Resulta do ordenamento jurídico de referência que os julgados de paz foram instituídos sob a ideia de um projecto experimental, com escassa implantação territorial, susceptibilidade de abrangência de uma pluralidade de municípios, com sede em um deles, sem competência executiva e possibilidade de os processos, mesmo antes da fase do recurso, transitarem deles para continuarem a sua tramitação nos tribunais da ordem judicial.
Este resultado de transmutação, processual expresso na Lei dos Julgados de Paz, a que acima se fez referência, tendo em conta que o intérprete deve presumir que o legislador consagrou as soluções mais acertadas, só permite a inferência de que a lei não exclui a concorrência de competência material, quanto às mencionadas acções, entre os julgados de paz e os tribunais judiciais ou os órgãos jurisdicionais nestes integrados.

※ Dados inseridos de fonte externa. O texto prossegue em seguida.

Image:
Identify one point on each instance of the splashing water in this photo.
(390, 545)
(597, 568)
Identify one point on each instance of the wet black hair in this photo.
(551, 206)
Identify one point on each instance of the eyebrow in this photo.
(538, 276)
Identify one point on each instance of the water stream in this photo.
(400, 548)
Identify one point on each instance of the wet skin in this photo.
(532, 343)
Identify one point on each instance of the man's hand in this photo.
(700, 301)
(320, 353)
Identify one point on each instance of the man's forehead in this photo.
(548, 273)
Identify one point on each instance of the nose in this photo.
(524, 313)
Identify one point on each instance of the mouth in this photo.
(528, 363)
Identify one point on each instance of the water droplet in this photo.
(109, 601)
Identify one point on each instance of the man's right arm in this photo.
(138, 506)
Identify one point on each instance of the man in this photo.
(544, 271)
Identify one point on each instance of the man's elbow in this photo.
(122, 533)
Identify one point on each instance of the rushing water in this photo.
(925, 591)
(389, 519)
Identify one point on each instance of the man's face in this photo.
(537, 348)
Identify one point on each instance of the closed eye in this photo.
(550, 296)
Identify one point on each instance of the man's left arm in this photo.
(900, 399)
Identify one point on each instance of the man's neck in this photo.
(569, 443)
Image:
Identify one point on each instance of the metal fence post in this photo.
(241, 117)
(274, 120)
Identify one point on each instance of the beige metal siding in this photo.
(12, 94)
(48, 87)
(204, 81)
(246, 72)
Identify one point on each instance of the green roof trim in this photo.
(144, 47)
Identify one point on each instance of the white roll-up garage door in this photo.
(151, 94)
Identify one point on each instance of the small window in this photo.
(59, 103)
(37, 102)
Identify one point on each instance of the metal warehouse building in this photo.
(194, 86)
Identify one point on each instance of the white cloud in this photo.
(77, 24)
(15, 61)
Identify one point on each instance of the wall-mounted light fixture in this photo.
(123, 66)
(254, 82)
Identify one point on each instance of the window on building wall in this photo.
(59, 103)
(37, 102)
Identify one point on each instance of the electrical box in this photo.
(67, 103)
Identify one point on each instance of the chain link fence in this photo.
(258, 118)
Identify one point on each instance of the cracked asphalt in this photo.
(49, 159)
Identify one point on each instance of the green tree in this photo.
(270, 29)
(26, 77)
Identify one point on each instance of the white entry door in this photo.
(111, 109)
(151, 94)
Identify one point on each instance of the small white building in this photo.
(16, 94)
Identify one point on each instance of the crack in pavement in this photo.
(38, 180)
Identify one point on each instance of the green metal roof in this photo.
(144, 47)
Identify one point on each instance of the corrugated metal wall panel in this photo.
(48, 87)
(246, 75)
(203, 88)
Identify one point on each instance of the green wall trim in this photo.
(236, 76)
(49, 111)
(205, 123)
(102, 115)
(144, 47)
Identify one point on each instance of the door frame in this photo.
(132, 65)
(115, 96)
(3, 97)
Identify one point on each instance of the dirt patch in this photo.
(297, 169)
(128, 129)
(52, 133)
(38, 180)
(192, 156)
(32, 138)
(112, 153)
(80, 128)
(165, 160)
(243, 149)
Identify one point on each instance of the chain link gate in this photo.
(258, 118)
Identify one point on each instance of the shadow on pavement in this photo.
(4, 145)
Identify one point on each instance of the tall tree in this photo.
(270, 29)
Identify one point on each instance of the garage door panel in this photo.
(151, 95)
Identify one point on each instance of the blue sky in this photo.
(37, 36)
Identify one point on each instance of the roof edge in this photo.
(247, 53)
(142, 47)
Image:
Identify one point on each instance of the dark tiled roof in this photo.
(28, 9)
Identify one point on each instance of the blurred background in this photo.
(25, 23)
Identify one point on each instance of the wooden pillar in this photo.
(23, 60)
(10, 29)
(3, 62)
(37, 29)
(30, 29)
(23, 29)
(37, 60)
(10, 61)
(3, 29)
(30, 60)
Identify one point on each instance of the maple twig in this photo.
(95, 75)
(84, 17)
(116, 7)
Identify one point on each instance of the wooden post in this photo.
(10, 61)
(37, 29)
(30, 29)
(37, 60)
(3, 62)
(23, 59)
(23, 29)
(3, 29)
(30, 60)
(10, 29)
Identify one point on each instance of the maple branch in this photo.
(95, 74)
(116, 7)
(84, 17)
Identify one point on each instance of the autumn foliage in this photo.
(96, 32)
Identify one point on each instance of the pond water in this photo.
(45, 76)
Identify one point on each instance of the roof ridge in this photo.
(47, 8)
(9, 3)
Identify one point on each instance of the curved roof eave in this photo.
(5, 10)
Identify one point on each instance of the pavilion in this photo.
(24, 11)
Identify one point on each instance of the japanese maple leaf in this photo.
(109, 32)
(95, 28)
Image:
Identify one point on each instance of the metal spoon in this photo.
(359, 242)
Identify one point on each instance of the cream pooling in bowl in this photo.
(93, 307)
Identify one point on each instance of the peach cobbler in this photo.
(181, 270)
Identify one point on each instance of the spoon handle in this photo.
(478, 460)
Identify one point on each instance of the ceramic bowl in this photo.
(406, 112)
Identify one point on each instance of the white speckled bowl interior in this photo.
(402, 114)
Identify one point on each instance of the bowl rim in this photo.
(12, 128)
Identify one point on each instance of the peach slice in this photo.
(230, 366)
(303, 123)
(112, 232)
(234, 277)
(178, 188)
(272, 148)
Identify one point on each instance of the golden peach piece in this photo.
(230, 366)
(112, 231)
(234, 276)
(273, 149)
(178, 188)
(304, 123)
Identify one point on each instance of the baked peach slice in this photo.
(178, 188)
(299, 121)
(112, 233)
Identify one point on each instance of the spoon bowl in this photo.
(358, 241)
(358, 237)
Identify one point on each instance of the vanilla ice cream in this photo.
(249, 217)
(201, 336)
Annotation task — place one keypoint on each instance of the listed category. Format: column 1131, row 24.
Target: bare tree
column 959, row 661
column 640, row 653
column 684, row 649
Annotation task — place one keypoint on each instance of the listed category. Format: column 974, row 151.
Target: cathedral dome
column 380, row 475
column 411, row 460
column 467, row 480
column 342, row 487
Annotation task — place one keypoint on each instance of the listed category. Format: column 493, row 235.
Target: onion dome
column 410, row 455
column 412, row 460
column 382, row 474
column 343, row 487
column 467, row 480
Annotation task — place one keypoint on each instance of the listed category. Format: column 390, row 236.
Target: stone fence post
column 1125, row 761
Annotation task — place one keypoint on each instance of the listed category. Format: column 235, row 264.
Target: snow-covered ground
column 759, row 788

Seria incompreensível que a lei estabelecesse que as pessoas sem interesse na mediação tivessem de intentar alguma das acções a que se refere o extenso elenco do artigo 9º da Lei dos Julgados de Paz em julgados de paz sedeados em pontos do território consideravelmente distantes dos tribunais da respectiva comarca, no quadro de um processo com menores garantias de defesa, sem possibilidade de neles discutir a matéria relativa aos incidentes nem de produzir a prova pericial, esta não raro indispensável no âmbito das acções cujo objecto seja a averiguação da responsabilidade civil extracontratual.
E ocorreria uma situação de desigualdade no acesso à justiça a favor das pessoas sem condições objectivas de serem utentes dos julgados de paz e contra aquelas com essas condições.
Ademais, resultaria incongruente que os tribunais da ordem judicial tivessem competência para conhecer das mencionadas acções a partir de determinada vicissitude processual meramente eventual e não a tivessem para conhecer delas inicialmente.
Acresce, neste quadro de incongruência, para o caso de as pessoas serem forçadas a accionar nos julgados de paz por virtude da lei de competência material que nesse sentido estabelecesse, elas facilmente frustrariam essa imperatividade por mero efeito da sua vontade de implementar algum incidente, de requerer a produção de prova pericial ou de deduzir algum pedido reconvencional"
.

A interpretação dos principais preceitos que regulam esta matéria foi, essencialmente, a seguinte:
"Os artigos 18º, nº 1, da Lei de Organização e Funcionamento dos Tribunais Judiciais e 66º do Código de Processo Civil, que expressam serem da competência dos tribunais judiciais as causas que não sejam atribuídas a outra ordem jurisdicional, não permitem a conclusão de que a competência dos julgados de paz para conhecer das acções a que se reporta o artigo 9º da Lei dos Julgados de Paz não concorre com as dos tribunais da ordem judicial.
Com efeito, os referidos normativos são bastante anteriores à criação dos actuais julgados de paz, pelo que, como é natural, não podiam ser pensados em função da delimitação da competência material quanto às referidas acções entre eles e os tribunais da ordem judicial.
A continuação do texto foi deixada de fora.